China Sky - Bought A Lemon?

China Sky (CS) released last friday night details of its newly acquired subsidiary’s (Qingdao Zhongda - QZ) operating statistics (CS paid RMB450mln for QZ last year).

While QZ’s sales of RMB97.43mln was in line with management’s forecast, gross loss of RMB13mln was way below their guidance of RMB12mln gross profit. Net loss of RMB7.28mln for the quarter was also way below management’s guidance of RMB12-13mln net profit (was already brought down from its original target of RMB80-90mln in Jan ’08).

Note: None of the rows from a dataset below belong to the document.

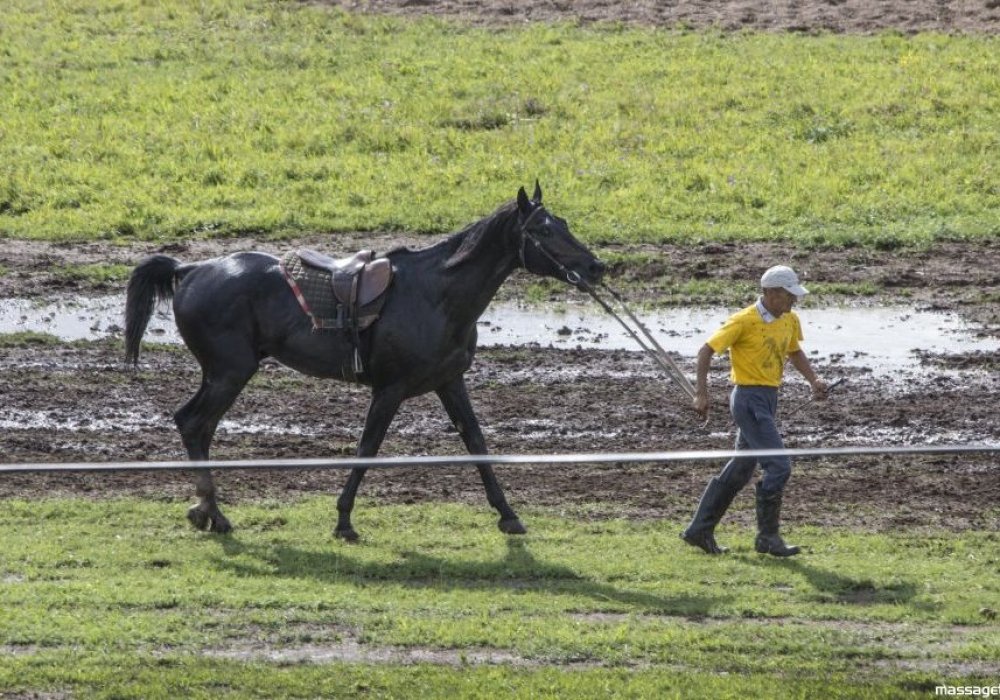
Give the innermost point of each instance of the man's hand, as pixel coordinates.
(700, 403)
(820, 390)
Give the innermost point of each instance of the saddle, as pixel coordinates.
(339, 294)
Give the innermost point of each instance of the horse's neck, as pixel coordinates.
(475, 282)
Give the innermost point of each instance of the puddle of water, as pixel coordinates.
(884, 339)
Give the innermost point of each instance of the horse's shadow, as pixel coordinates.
(518, 568)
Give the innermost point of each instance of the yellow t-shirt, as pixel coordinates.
(758, 350)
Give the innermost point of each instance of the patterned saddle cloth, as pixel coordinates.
(338, 294)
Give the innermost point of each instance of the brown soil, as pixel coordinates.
(83, 404)
(807, 16)
(87, 407)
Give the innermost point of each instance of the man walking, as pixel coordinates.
(760, 339)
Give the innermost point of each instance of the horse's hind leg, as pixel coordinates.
(381, 411)
(456, 402)
(197, 421)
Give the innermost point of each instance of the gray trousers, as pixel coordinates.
(755, 409)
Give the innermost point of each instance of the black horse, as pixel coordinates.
(236, 310)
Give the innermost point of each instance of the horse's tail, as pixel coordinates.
(151, 281)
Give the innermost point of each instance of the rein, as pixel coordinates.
(649, 345)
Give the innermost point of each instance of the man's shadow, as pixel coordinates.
(518, 568)
(836, 588)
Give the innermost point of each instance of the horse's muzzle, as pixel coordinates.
(594, 271)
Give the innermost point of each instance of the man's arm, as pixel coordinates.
(700, 402)
(801, 363)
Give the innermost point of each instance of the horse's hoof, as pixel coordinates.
(221, 525)
(198, 518)
(513, 527)
(347, 534)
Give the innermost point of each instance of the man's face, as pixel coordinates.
(779, 301)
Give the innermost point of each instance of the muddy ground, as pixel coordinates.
(79, 403)
(61, 403)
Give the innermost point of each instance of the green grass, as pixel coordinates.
(120, 598)
(172, 120)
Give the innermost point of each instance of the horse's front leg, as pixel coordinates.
(455, 398)
(381, 411)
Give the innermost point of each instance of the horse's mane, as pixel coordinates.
(467, 242)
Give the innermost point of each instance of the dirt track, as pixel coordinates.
(69, 403)
(79, 403)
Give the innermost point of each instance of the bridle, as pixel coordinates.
(650, 345)
(572, 276)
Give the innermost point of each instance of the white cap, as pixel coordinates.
(783, 277)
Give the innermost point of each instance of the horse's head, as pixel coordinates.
(547, 246)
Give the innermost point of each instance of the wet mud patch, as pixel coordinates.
(530, 401)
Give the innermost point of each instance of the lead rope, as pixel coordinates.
(653, 348)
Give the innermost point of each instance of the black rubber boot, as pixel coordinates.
(714, 502)
(768, 514)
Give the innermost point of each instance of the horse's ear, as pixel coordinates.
(523, 203)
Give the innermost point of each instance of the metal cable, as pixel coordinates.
(472, 460)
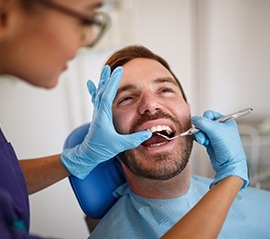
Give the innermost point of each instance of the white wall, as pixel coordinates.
(218, 49)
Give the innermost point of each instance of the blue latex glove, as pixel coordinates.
(223, 145)
(102, 142)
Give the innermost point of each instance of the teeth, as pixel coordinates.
(159, 128)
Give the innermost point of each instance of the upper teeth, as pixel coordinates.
(159, 128)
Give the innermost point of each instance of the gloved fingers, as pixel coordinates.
(105, 76)
(113, 84)
(91, 89)
(136, 139)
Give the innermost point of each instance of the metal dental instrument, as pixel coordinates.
(224, 118)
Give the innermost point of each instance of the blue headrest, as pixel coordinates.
(95, 192)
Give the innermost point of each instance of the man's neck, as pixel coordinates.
(160, 189)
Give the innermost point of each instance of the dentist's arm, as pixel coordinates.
(102, 141)
(223, 145)
(206, 218)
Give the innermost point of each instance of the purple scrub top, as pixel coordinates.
(14, 202)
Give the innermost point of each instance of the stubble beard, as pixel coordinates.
(162, 166)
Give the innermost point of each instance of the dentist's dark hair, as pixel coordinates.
(126, 54)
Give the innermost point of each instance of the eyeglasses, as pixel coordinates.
(94, 28)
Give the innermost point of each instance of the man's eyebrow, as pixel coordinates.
(166, 80)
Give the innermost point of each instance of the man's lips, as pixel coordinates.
(155, 140)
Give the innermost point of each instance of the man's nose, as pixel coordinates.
(149, 104)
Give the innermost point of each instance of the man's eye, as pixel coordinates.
(125, 100)
(167, 90)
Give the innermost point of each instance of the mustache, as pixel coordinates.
(148, 117)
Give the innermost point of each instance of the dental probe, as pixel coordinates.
(224, 118)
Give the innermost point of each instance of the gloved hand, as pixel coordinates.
(102, 142)
(223, 145)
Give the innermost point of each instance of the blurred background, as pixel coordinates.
(219, 50)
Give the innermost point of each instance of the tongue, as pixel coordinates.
(154, 140)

QZ also recognized an unexpected impairment loss on doubtful debt provision of RMB5.14mln, reflecting the RMB45,932,000 increase in consolidated trade receivables to RMB335,742,000. There could be more collection problems going forward with the significant downturn of the industry.

As a result of the consolidated numbers, CS’s 3Q ‘08 gross margin fell from 35.6% to only 29.2%, while net margin fell from 23.6% to only 18.07%. Because of the acquisition, short term debts increased from zero to RMB66.8mln which resulted in RMB1.432mln interest costs for the quarter, and intangible assets increased from zero to RMB249.073mln, as CS paid RMB450mln for QZ while its book value was only RMB200.927mln.

This is a huge sum of goodwill to pay for a loss making company. If CS is not able to turn QZ around soon, it may have to writedown the goodwill which will negatively impact its bottomline as well as shareholders funds.

And worse of all, the acquisition of QZ was announced at the beginning of 2008 and due to much delays, only completed in 3Q08. Since then, the chemical fibre industry has gone into a significant downturn with CS expecting its 4Q ‘08 performance to be negatively impacted by tight credit, falling demand, significant decline in raw material and selling prices, plunging export demand (estimated at 50- 60% of industry sales) and high fixed cost nature of their business (depreciation represents 15% of profits and 3% of sales). 1H2009 is also not expected to see any improvement.

No wonder that CS’s market cap is only S$195.5mln which is a discount even to its net cash position of S$217.5mln (shareholders funds excluding intangible assets total S$568.7mln). We do not have a rating on CS but have a hold rating on CS’s competitor Li Heng Chemical Fibre.